We are a little company, but we have great internal or external contributors, with who we exert ourselves in keeping cooperative relations. We appreciate a rigorous critic to guide readers and to help us improve our work day by day.
We distribute our books among all the legitimate channels, but we consider the bookshop as the ideal starting point for all readers to know and acquire our fund. We ask for the support of teachers and librarians so any interested person, child or adult, can have access to our publications.
We fight against illegal photocopies that dismiss the book and the reader and defraud the rights of those who are involved in it.
Our position of politic independence and social commitment encourage us to collaborate withmovements and people also committed. Besides the various actions that we have been doing since our foundation, since January 1st 1994 we earmark 0.7% of the gross profit of our books for development programs of the Third World through non-governmental organizations.
We fight against environmental degradation, so currently all the promotional material and some of our books, are printed on environmentally friendly recycled paper.
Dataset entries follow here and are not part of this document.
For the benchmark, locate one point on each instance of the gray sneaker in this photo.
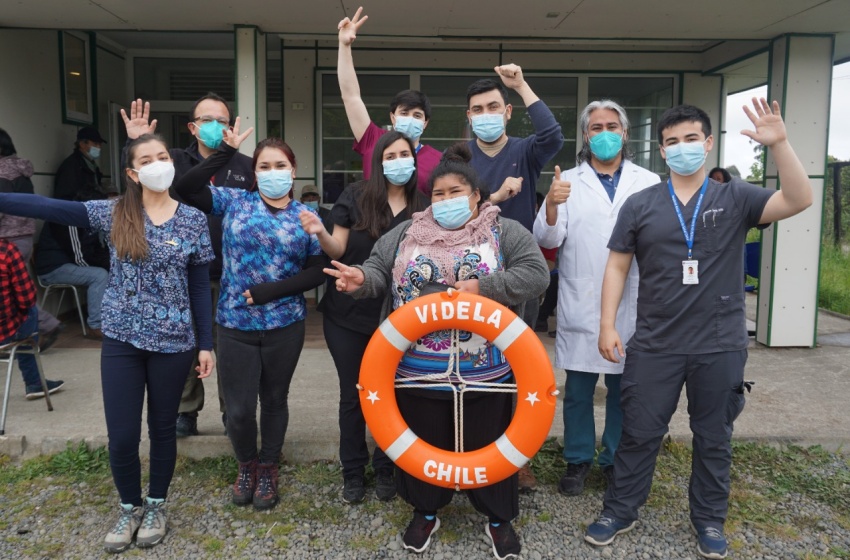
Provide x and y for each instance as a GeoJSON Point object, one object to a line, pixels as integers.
{"type": "Point", "coordinates": [120, 537]}
{"type": "Point", "coordinates": [154, 524]}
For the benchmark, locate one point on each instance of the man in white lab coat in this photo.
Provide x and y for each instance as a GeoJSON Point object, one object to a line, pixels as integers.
{"type": "Point", "coordinates": [578, 216]}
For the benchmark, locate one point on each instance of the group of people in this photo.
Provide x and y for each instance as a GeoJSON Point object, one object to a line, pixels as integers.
{"type": "Point", "coordinates": [207, 227]}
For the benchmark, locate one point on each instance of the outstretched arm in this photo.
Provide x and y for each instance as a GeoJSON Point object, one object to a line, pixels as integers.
{"type": "Point", "coordinates": [355, 109]}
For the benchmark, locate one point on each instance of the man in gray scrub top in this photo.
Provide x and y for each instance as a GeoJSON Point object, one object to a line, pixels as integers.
{"type": "Point", "coordinates": [688, 236]}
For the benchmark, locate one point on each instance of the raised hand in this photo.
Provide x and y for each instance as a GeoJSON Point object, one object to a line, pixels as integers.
{"type": "Point", "coordinates": [348, 28]}
{"type": "Point", "coordinates": [511, 75]}
{"type": "Point", "coordinates": [232, 137]}
{"type": "Point", "coordinates": [770, 129]}
{"type": "Point", "coordinates": [137, 123]}
{"type": "Point", "coordinates": [348, 278]}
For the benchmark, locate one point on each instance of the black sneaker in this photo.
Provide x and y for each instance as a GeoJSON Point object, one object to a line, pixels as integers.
{"type": "Point", "coordinates": [417, 537]}
{"type": "Point", "coordinates": [37, 391]}
{"type": "Point", "coordinates": [352, 490]}
{"type": "Point", "coordinates": [385, 485]}
{"type": "Point", "coordinates": [572, 483]}
{"type": "Point", "coordinates": [186, 425]}
{"type": "Point", "coordinates": [504, 539]}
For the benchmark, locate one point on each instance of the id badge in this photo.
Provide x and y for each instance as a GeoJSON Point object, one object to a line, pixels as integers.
{"type": "Point", "coordinates": [690, 272]}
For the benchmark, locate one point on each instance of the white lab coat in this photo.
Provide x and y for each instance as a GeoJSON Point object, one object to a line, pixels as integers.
{"type": "Point", "coordinates": [584, 226]}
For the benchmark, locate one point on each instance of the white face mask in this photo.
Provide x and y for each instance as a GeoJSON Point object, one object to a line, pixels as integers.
{"type": "Point", "coordinates": [156, 176]}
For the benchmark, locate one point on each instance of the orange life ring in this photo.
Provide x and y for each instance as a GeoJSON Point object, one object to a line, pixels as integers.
{"type": "Point", "coordinates": [536, 393]}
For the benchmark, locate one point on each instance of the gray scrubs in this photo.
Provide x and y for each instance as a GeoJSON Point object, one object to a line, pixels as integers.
{"type": "Point", "coordinates": [693, 335]}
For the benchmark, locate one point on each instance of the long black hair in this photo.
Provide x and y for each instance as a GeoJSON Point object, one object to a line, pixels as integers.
{"type": "Point", "coordinates": [374, 206]}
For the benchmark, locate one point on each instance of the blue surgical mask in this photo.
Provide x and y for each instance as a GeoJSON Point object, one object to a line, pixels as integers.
{"type": "Point", "coordinates": [410, 127]}
{"type": "Point", "coordinates": [685, 158]}
{"type": "Point", "coordinates": [453, 212]}
{"type": "Point", "coordinates": [489, 127]}
{"type": "Point", "coordinates": [398, 171]}
{"type": "Point", "coordinates": [275, 183]}
{"type": "Point", "coordinates": [606, 145]}
{"type": "Point", "coordinates": [211, 134]}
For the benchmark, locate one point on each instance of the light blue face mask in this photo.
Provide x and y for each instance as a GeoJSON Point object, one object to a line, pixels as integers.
{"type": "Point", "coordinates": [275, 183]}
{"type": "Point", "coordinates": [410, 127]}
{"type": "Point", "coordinates": [606, 145]}
{"type": "Point", "coordinates": [211, 134]}
{"type": "Point", "coordinates": [686, 158]}
{"type": "Point", "coordinates": [488, 127]}
{"type": "Point", "coordinates": [453, 212]}
{"type": "Point", "coordinates": [398, 171]}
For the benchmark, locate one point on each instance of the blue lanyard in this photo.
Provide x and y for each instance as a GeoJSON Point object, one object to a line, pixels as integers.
{"type": "Point", "coordinates": [689, 238]}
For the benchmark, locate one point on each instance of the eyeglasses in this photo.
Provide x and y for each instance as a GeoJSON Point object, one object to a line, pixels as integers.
{"type": "Point", "coordinates": [206, 119]}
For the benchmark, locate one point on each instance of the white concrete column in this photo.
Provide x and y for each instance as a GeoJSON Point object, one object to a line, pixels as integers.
{"type": "Point", "coordinates": [800, 77]}
{"type": "Point", "coordinates": [250, 103]}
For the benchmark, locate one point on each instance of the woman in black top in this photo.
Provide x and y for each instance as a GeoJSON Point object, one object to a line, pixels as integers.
{"type": "Point", "coordinates": [364, 211]}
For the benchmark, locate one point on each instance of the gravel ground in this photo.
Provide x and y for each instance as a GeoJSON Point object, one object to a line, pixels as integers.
{"type": "Point", "coordinates": [60, 519]}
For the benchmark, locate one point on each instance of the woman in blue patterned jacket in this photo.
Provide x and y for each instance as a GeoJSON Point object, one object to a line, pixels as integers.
{"type": "Point", "coordinates": [268, 262]}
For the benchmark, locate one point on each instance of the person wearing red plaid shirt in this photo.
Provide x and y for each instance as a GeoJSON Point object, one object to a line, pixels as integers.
{"type": "Point", "coordinates": [19, 315]}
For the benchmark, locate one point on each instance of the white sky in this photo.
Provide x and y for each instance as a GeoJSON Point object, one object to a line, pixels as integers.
{"type": "Point", "coordinates": [737, 149]}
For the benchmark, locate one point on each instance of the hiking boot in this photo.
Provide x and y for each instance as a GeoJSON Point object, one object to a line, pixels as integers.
{"type": "Point", "coordinates": [37, 391]}
{"type": "Point", "coordinates": [572, 483]}
{"type": "Point", "coordinates": [120, 537]}
{"type": "Point", "coordinates": [187, 425]}
{"type": "Point", "coordinates": [417, 537]}
{"type": "Point", "coordinates": [603, 531]}
{"type": "Point", "coordinates": [242, 492]}
{"type": "Point", "coordinates": [265, 494]}
{"type": "Point", "coordinates": [385, 485]}
{"type": "Point", "coordinates": [352, 489]}
{"type": "Point", "coordinates": [711, 543]}
{"type": "Point", "coordinates": [154, 523]}
{"type": "Point", "coordinates": [527, 480]}
{"type": "Point", "coordinates": [504, 539]}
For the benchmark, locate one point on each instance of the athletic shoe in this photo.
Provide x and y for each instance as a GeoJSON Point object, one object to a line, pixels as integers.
{"type": "Point", "coordinates": [265, 494]}
{"type": "Point", "coordinates": [603, 531]}
{"type": "Point", "coordinates": [242, 492]}
{"type": "Point", "coordinates": [417, 537]}
{"type": "Point", "coordinates": [154, 523]}
{"type": "Point", "coordinates": [504, 539]}
{"type": "Point", "coordinates": [120, 537]}
{"type": "Point", "coordinates": [711, 543]}
{"type": "Point", "coordinates": [352, 489]}
{"type": "Point", "coordinates": [187, 425]}
{"type": "Point", "coordinates": [37, 391]}
{"type": "Point", "coordinates": [385, 485]}
{"type": "Point", "coordinates": [572, 483]}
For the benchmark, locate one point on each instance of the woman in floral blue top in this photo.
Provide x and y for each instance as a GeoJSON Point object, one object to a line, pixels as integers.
{"type": "Point", "coordinates": [268, 262]}
{"type": "Point", "coordinates": [156, 300]}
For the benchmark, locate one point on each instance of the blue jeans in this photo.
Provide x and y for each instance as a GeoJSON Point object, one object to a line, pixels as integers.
{"type": "Point", "coordinates": [579, 425]}
{"type": "Point", "coordinates": [29, 369]}
{"type": "Point", "coordinates": [93, 277]}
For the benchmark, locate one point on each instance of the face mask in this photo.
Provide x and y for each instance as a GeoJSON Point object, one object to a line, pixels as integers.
{"type": "Point", "coordinates": [410, 127]}
{"type": "Point", "coordinates": [606, 145]}
{"type": "Point", "coordinates": [489, 127]}
{"type": "Point", "coordinates": [211, 134]}
{"type": "Point", "coordinates": [685, 158]}
{"type": "Point", "coordinates": [452, 213]}
{"type": "Point", "coordinates": [275, 183]}
{"type": "Point", "coordinates": [398, 171]}
{"type": "Point", "coordinates": [156, 176]}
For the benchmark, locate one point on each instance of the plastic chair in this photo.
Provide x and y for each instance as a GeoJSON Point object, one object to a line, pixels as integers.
{"type": "Point", "coordinates": [73, 288]}
{"type": "Point", "coordinates": [7, 355]}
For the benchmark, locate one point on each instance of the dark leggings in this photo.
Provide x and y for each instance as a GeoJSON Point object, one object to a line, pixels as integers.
{"type": "Point", "coordinates": [125, 373]}
{"type": "Point", "coordinates": [258, 363]}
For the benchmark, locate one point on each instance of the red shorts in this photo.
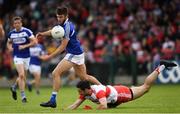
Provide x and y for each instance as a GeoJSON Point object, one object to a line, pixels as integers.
{"type": "Point", "coordinates": [124, 93]}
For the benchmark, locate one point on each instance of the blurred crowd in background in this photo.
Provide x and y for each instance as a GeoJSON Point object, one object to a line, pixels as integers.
{"type": "Point", "coordinates": [109, 30]}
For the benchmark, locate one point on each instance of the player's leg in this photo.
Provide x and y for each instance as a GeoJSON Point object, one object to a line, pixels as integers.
{"type": "Point", "coordinates": [62, 67]}
{"type": "Point", "coordinates": [80, 71]}
{"type": "Point", "coordinates": [35, 70]}
{"type": "Point", "coordinates": [141, 90]}
{"type": "Point", "coordinates": [36, 81]}
{"type": "Point", "coordinates": [21, 79]}
{"type": "Point", "coordinates": [13, 89]}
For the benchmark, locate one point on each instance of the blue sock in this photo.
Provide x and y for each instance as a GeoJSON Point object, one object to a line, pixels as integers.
{"type": "Point", "coordinates": [53, 97]}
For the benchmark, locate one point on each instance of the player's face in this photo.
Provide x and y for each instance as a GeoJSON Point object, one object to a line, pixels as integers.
{"type": "Point", "coordinates": [17, 24]}
{"type": "Point", "coordinates": [61, 18]}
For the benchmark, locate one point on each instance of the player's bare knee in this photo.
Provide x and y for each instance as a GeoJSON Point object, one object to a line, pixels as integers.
{"type": "Point", "coordinates": [21, 76]}
{"type": "Point", "coordinates": [147, 88]}
{"type": "Point", "coordinates": [84, 78]}
{"type": "Point", "coordinates": [55, 73]}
Ediciones de la Torre was created in 1975, from a cultural and social platform project. The publishing house started its activities in May 1976; in 2011 we turned 35 years old, approaching to 600 titles... And with the decisive help of our reading friends we will continue accumulating years and books.
How we think
In difficult times, simple formulations.
The book connects two people: the one who writes and the one who reads. All the other agents that are involved must be at their service. Consequently, any analysis on the present or on a future project must take especial account of the necessities of these two protagonists of the book. In equilibrium: because if we let the reader dominate the writer (although that domain comes induced by the marketing magicians or by the politic manipulation) or the writer (by the same or similar reasons) dominate the reader, the needed symbiosis between who creates the book and who recreates it (over and over again and in each time in a different way) with his reading is broken, developing the infinite possibilities that the text has. And without this symbiosis, the book is impoverished.
Let us affirm that the future of the book will be what the one who writes and who reads decide. They will be the ones who will have to establish, with the less possible conditioning, the function that the rest of the agents who are involved (remember, secondary) should accomplish: editors, printers, booksellers, librarians, teachers, critics, etc. For my part, from my editor’s view, I suppose that the writer will want the best form and the best channel for what he has written: he will want to fix his text and to present it in the most beautiful form, more comprehensible, protected against manipulations or degradations, accessible and affordable; he will want his work to last the longest possible time and preserving his properties. The reader will appreciate all of this and he will also require being able to manage that text (which he makes it of his own each time he uses it) with plenty of autonomy, without political, economic or technological impediments. If this is so, it seems clear that the rest of political, industrial, commercial interests should remain subjected to the essential ones of the writer and the reader.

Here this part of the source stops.